On a more positive note, the Uists, that cluster of islands in the Outer Hebrides, appear to be attracting a new generation of young people, keen to lay down roots in communities which are somewhat removed from the hub of the cities and university life they’ve left behind.

Research by the community has shown that the islands seem to be bucking the long-term depopulation trend, with a rising birth-rate and an increase in the number of young people opting to either return to the islands where they were raised or arriving to make them home.

Of 469 young people surveyed, most in their 20s and 30s, half are either newcomers to the islands or ‘returners’, including 253 children.

Orcadians will know that it is a fallacy to suggest that folk attracted to islands are coming for a slow pace of life – many islanders are active in their communities and work several jobs –  but they are seen as safer places to bring up children and offering a quality of life that is difficult to achieve in urban areas.
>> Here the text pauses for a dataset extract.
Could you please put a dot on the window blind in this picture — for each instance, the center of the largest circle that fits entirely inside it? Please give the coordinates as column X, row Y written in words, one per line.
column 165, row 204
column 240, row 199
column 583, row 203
Long may this trend continue.

Unfortunately, I can’t end on that positive note, with Monday marred by yet more evidence of crass insensitivity from the UK Government.

It is unclear what Work and Pensions Secretary Esther McVey was thinking when she tried to persuade a Holyrood committee that rape victims might welcome the experience of speaking to a stranger about their ordeal.

Her attempt at defending the controversial two-child benefit cap policy as giving women “an opportunity to talk” about their assaults, is just the latest example of how out of touch the Tories really are.

It is high time that this inhumane policy, which means women can only claim benefits for a third child if they can prove they were as a result of giving birth to twins, adopting or due to a “non-consensual conception”, was scrapped.


This is a regular column from Local MSP Maree Todd, SNP. Conservative, Labour and Green politicians have also been offered a regular column in The Orkney News.